A Review

“When the New Age is at leisure to Pronounce; all will be set right […] & the Daughters of Memory shall become the Daughters of Inspiration.” ~ Epigraph by William Blake

The biography of Wisconsin author David Rhodes is as dramatic as his fiction. After earning an MFA from the Iowa Writers’ Workshop, he wrote three well-received novels during the early 1970s. However, in 1976 a motorcycle accident left him partially paralyzed, a tragic event that compromised not only his mobility but also his literary spirit. After three fallow decades, in 2008 he published Driftless, a best-selling novel set in Wisconsin’s driftless area. He has followed that success with Jewelweed, a novel less well written but still an enjoyable read.

Jewelweed has an elegiac quality, perhaps because this novel serves as the final work of a trilogy: the 1975 Rock Island Line introduced the hard-luck character July Montgomery; Driftless brought him back as an old farmer and saw his tragic death; Jewelweed remembers him as a mythic value center for the characters who were his friends.

The jewelweed wildflower, also known as a touch-me-not, serves as an appropriate emblem for the plot. In the backstory two of the central characters, Blake Bookchester and Danielle “Dart” Workhouse had been a romantically involved couple, but bad choices sent Blake to a lengthy prison sentence and Dart to a life of hardship. As the novel begins, Blake is paroled from prison and begins the process of redemption, of putting his life back together, in part through his reading (he especially favors the philosopher Spinoza), a habit he developed while incarcerated.

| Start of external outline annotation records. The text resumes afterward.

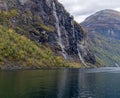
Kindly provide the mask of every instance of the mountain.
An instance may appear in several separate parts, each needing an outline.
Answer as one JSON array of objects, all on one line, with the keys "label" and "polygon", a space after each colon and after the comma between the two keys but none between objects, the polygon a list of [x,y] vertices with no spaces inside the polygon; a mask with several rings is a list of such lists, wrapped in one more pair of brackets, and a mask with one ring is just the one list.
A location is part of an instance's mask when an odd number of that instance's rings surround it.
[{"label": "mountain", "polygon": [[119,66],[120,12],[102,10],[86,18],[81,25],[89,32],[97,60],[104,66]]},{"label": "mountain", "polygon": [[[96,64],[87,34],[57,0],[1,0],[0,25],[1,29],[12,29],[14,33],[30,39],[31,42],[48,46],[55,56],[61,56],[66,61],[77,62],[85,67]],[[16,44],[16,41],[12,43]],[[0,56],[3,57],[2,52]],[[12,62],[7,57],[3,59],[5,63]],[[47,65],[49,64],[48,62]]]}]

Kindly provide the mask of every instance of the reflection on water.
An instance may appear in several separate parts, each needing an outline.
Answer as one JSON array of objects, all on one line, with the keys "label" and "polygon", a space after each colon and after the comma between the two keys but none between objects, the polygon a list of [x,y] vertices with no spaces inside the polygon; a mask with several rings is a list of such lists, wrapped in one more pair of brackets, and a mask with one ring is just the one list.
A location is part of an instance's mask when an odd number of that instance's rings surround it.
[{"label": "reflection on water", "polygon": [[0,98],[120,98],[120,69],[0,72]]}]

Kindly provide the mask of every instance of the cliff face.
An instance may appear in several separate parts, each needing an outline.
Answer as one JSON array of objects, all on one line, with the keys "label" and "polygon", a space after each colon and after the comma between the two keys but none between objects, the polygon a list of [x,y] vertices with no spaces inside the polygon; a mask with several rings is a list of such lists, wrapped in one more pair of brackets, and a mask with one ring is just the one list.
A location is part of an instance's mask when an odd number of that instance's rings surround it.
[{"label": "cliff face", "polygon": [[102,10],[81,25],[89,32],[97,60],[104,66],[120,66],[120,12]]},{"label": "cliff face", "polygon": [[[67,60],[95,64],[86,33],[57,0],[2,0],[0,24],[40,44],[49,44]],[[11,16],[9,16],[9,13]]]}]

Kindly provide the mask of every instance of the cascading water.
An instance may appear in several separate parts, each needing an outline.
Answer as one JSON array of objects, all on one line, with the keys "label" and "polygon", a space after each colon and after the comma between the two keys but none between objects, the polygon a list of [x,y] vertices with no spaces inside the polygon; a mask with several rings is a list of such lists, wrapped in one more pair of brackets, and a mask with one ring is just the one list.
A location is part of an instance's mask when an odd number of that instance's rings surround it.
[{"label": "cascading water", "polygon": [[73,30],[73,38],[75,38],[75,26],[74,26],[74,20],[71,20],[72,30]]},{"label": "cascading water", "polygon": [[67,54],[64,50],[65,46],[63,45],[62,43],[62,38],[61,38],[61,31],[60,31],[60,24],[59,24],[59,19],[58,19],[58,16],[57,16],[57,13],[56,13],[56,6],[55,6],[55,3],[53,1],[53,14],[54,14],[54,17],[56,19],[56,23],[55,23],[55,26],[56,26],[56,29],[57,29],[57,33],[58,33],[58,44],[62,50],[62,55],[65,59],[67,59]]},{"label": "cascading water", "polygon": [[77,45],[77,51],[78,51],[78,56],[79,56],[79,59],[80,61],[82,62],[83,65],[85,65],[87,67],[87,64],[85,63],[84,59],[82,58],[82,55],[79,51],[79,48],[78,48],[78,45]]},{"label": "cascading water", "polygon": [[[73,30],[73,38],[75,39],[75,26],[74,26],[74,20],[71,20],[71,25],[72,25],[72,30]],[[78,52],[78,57],[80,59],[80,61],[82,62],[83,65],[85,65],[87,67],[87,64],[85,63],[84,59],[82,58],[82,55],[79,51],[79,45],[78,45],[78,42],[77,42],[77,52]]]}]

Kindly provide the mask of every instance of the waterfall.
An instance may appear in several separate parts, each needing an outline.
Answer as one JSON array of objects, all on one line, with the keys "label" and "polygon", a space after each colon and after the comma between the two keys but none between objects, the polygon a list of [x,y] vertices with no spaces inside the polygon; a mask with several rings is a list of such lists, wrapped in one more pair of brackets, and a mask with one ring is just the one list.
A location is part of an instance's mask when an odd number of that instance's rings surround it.
[{"label": "waterfall", "polygon": [[71,25],[72,25],[72,31],[73,31],[73,38],[75,38],[75,26],[74,26],[74,20],[71,20]]},{"label": "waterfall", "polygon": [[85,65],[86,67],[88,67],[87,64],[85,63],[84,59],[82,58],[82,55],[78,48],[78,45],[77,45],[77,51],[78,51],[78,57],[79,57],[80,61],[82,62],[82,64]]},{"label": "waterfall", "polygon": [[115,66],[116,66],[116,67],[120,67],[120,65],[119,65],[119,64],[117,64],[117,63],[115,63]]},{"label": "waterfall", "polygon": [[61,38],[61,31],[60,31],[60,23],[59,23],[59,19],[58,19],[58,16],[57,16],[57,12],[56,12],[56,6],[55,6],[55,3],[53,1],[53,15],[55,17],[55,20],[56,20],[56,23],[55,23],[55,26],[56,26],[56,29],[57,29],[57,33],[58,33],[58,44],[62,50],[62,55],[65,59],[67,59],[67,55],[66,55],[66,52],[64,50],[65,46],[63,45],[62,43],[62,38]]},{"label": "waterfall", "polygon": [[[73,20],[73,19],[71,20],[71,25],[72,25],[72,32],[73,32],[72,36],[73,36],[73,38],[75,39],[75,25],[74,25],[74,20]],[[78,37],[78,36],[77,36],[77,37]],[[80,61],[82,62],[82,64],[87,67],[87,64],[85,63],[84,59],[82,58],[82,55],[81,55],[78,47],[79,47],[79,46],[78,46],[78,43],[77,43],[78,57],[79,57]]]}]

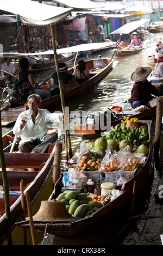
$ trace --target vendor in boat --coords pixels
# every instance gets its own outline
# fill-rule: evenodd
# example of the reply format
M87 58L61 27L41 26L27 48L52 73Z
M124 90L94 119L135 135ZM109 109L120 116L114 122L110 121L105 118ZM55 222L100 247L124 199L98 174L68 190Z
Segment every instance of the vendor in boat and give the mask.
M162 78L163 77L163 53L159 53L158 62L155 65L154 76Z
M38 84L36 84L33 76L33 74L29 70L30 64L26 58L23 58L20 61L20 66L21 71L18 74L19 77L23 82L28 83L31 85L35 94L39 94L41 96L46 95L47 98L51 96L51 93L50 91L48 90L43 90L40 88L39 89L35 88L36 86L37 87L38 86Z
M75 71L75 79L87 80L90 77L90 71L86 68L86 62L82 59L78 62L78 68Z
M31 119L27 122L28 112L22 112L13 128L13 133L15 136L20 136L21 139L18 149L22 153L47 153L49 143L55 142L58 139L57 133L48 134L47 124L49 122L60 122L63 118L63 114L39 108L41 97L37 94L29 96L28 105L29 108L33 108Z
M156 98L152 95L159 96L159 91L147 80L152 71L151 68L139 66L132 74L131 78L135 83L129 102L133 108L141 105L146 105L148 107L156 106Z
M131 34L130 35L132 38L131 41L130 42L130 45L133 46L139 46L141 47L143 46L143 44L141 41L141 40L140 38L139 38L140 35L137 33L133 32L132 34Z
M59 69L63 84L73 84L77 86L79 83L76 81L72 74L68 71L68 67L65 63L59 63ZM51 84L59 84L57 73L55 72L52 75Z
M1 69L4 71L7 71L8 73L11 74L15 76L18 73L18 69L16 69L15 65L13 63L11 63L11 59L10 57L5 58L4 60L5 62L2 63L1 65ZM5 73L5 72L1 72L2 76L7 76L8 74Z

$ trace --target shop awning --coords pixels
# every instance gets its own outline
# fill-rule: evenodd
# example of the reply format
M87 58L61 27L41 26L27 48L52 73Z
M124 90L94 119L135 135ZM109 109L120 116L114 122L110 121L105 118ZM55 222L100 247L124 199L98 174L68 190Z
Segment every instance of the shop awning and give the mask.
M20 16L23 24L47 25L71 15L72 8L57 7L30 0L0 0L0 9Z
M93 8L99 8L99 5L96 3L93 3L90 0L55 0L55 2L58 2L60 4L64 4L64 5L72 7L72 8L76 9L90 9Z
M125 25L122 26L118 29L113 31L110 33L110 35L112 35L114 34L129 34L130 32L133 31L136 28L139 28L142 25L146 23L146 26L148 26L148 24L149 22L149 19L142 19L136 21L131 21L125 24Z
M57 49L57 53L64 54L71 52L83 52L84 51L90 51L91 50L98 49L110 46L110 45L116 44L116 42L94 42L92 44L82 44L74 46L67 47ZM50 55L53 54L53 50L46 51L45 52L35 52L34 53L17 53L15 52L0 52L0 57L4 58L7 57L16 57L19 56L30 56L35 55Z

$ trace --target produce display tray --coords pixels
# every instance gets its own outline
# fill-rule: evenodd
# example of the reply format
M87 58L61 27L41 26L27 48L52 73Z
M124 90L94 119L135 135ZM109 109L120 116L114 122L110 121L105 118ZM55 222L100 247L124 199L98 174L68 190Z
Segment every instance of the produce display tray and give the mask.
M106 182L116 184L117 180L120 178L120 175L129 180L134 176L135 172L136 170L128 172L125 170L120 170L118 172L104 172L104 173L105 175Z

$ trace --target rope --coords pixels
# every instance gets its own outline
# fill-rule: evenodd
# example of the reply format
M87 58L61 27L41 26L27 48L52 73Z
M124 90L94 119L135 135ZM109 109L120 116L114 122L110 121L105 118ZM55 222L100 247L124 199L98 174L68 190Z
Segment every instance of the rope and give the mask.
M67 134L67 136L70 136L70 133ZM61 138L60 139L58 139L57 141L55 141L54 142L49 143L49 146L51 146L52 147L53 144L55 143L56 142L57 142L58 141L61 141L63 139L64 140L64 143L65 144L65 134L63 135L63 138Z

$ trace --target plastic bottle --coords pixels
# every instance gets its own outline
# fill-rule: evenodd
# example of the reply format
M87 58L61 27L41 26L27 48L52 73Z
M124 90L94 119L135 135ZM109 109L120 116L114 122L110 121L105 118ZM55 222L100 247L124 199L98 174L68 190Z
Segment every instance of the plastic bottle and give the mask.
M67 175L67 173L64 173L64 176L62 178L62 184L64 187L68 187L69 180Z
M25 119L26 122L28 122L28 121L29 121L29 120L30 119L32 114L32 111L33 111L33 108L30 108L29 109L29 111L28 111L28 115L27 115L27 117L26 117L26 118Z
M89 179L86 182L87 191L90 193L94 193L94 181Z

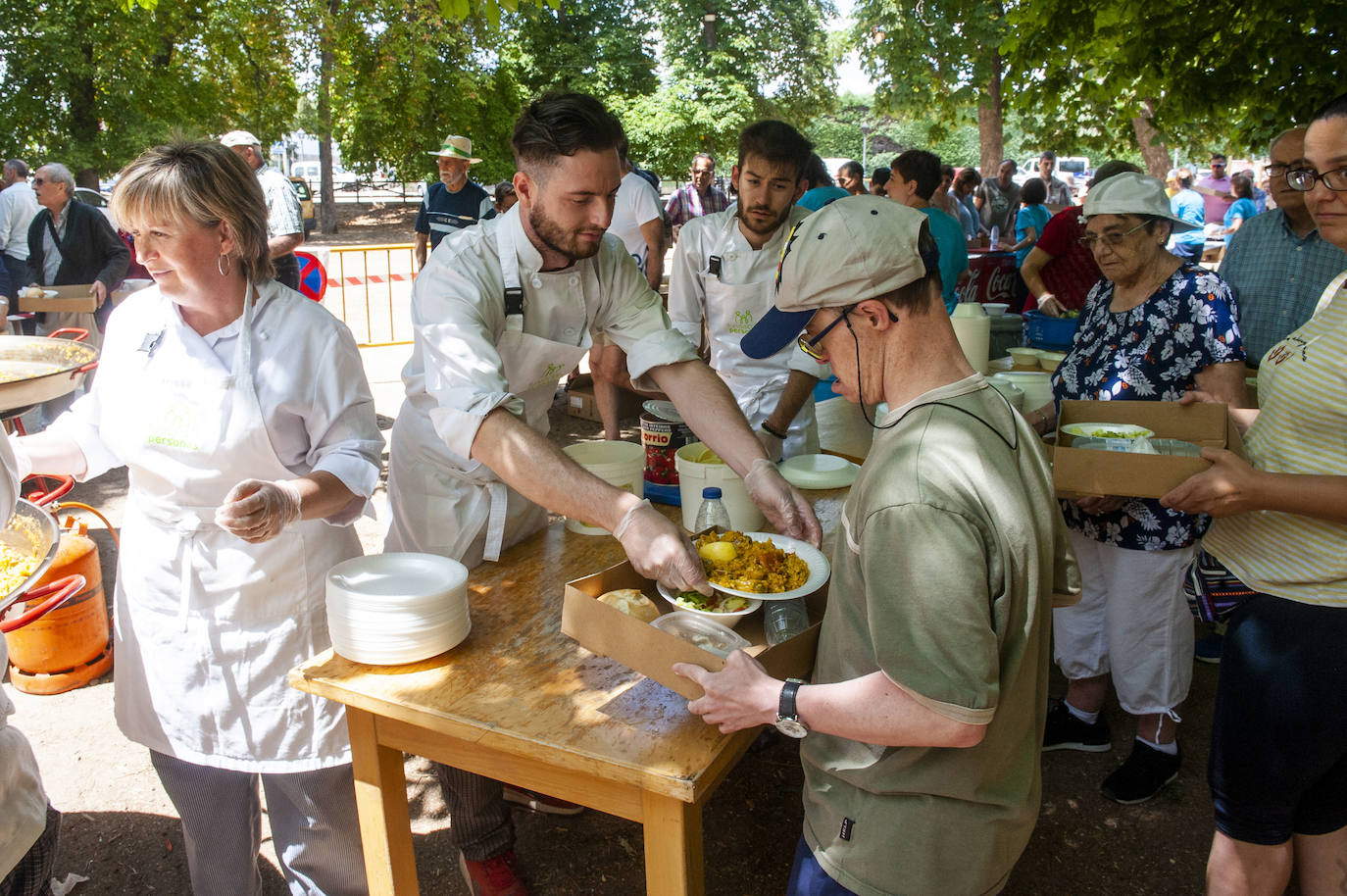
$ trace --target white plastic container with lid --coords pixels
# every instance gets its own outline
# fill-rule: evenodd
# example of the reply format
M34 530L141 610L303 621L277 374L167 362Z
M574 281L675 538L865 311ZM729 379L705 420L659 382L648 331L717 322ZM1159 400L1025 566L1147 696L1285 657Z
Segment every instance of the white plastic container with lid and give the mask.
M991 318L977 302L962 302L950 315L954 335L959 340L963 357L978 373L987 372L987 348L991 344Z
M683 503L683 528L688 532L696 531L696 511L702 507L702 489L714 485L721 489L721 501L730 513L731 528L740 532L761 530L766 517L749 497L744 480L723 461L719 463L696 461L695 458L704 451L704 442L692 442L674 454L674 465L678 468L679 499Z
M562 449L586 470L636 497L645 497L645 449L634 442L581 442ZM607 535L599 525L566 517L566 528L581 535Z

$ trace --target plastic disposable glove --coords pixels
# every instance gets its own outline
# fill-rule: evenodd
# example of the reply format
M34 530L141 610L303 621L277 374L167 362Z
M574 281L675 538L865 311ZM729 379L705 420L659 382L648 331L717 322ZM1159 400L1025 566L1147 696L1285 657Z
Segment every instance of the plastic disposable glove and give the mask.
M692 543L667 516L641 501L613 530L632 567L675 591L711 594L711 583Z
M776 463L777 461L781 459L781 449L785 447L785 442L783 439L779 439L777 437L772 435L761 426L753 430L753 435L757 437L758 443L762 446L762 450L766 451L766 457L769 461Z
M294 482L244 480L216 508L216 524L249 544L268 542L299 519L299 489Z
M814 508L797 488L785 481L776 463L765 457L753 461L749 474L744 477L744 486L777 532L815 547L823 540Z

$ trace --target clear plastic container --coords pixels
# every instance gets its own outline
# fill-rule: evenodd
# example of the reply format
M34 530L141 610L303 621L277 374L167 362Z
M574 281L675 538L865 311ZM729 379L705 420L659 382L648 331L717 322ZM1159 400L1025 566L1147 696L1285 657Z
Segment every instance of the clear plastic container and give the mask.
M810 610L804 606L804 598L796 597L789 601L768 601L762 610L762 629L766 643L776 647L781 641L788 641L796 635L803 635L810 628Z
M702 505L696 508L696 521L692 524L692 531L704 532L717 527L722 531L733 528L730 512L725 509L725 503L721 500L721 489L707 485L702 489Z
M702 618L700 616L688 613L687 610L665 613L651 622L651 625L660 629L665 635L672 635L674 637L688 641L690 644L695 644L703 651L715 653L717 656L729 656L733 651L741 651L750 647L749 641L740 637L719 622L713 622L709 618Z

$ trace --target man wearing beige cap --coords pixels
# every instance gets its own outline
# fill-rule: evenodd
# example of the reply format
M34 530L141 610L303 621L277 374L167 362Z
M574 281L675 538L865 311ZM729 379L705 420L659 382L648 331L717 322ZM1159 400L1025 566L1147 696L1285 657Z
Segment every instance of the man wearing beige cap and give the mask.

The poignant frustrations of Blake and Dart are echoed through the lives of quiet desperation of other characters: a clergywoman experiencing a crisis of faith; a young boy looking for his father; a Vietnam War veteran withdrawing as a hermit; two parents trying to bring normalcy to the life of their handicapped son; an older man dealing with a forbidden love. As the plot progresses before the backdrop of Wisconsin’s driftless area; some of the small towns, such as Word, fictional, but other place names familiar, such as Madison and Dubuque. Against this familiar landscape, unraveled lives slowly are mended

At times the tale seems allegorical with surnames suggestive of lifestyles, for instance, Bookchester and Workhouse; at other times, magical, as when the clergywoman finds herself unexpectedly levitating; occasionally, a children’s story, with two boys befriending a hermit and catching glimpses of a Wild Boy who lives in nature; and at other times didactic, revealing abuses of the prison system or the shortcomings of organized religion.

The colorful characters create a rich tapestry of community, a number of them resurrected from Driftless, some as major players (like Jacob and Winnie Helm), others making cameo appearances (like the Brasso sisters), as if the author were reluctant to bid them and the area a final goodbye. Perhaps because of his own life, Rhodes believes in second chances, the possibility of redemption despite depths of error; the belief that goodness can be found in the hearts of the most seemingly depraved; the conviction that social reform is always a achievable.

Readers who enjoyed Driftless will welcome the opportunity to revisit familiar faces in Jewelweed, but as is the case so often in a photocopy, a family reunion, or a sequal: some of the original charm is inevitably lost. Nonetheless, David Rhodes is a native son whom we value, and not only a storyteller but also a literary craftsman. Perhaps he may be faulted for relying on traditional fictional conventions, but when all is said and done, we all can use a dose of hope.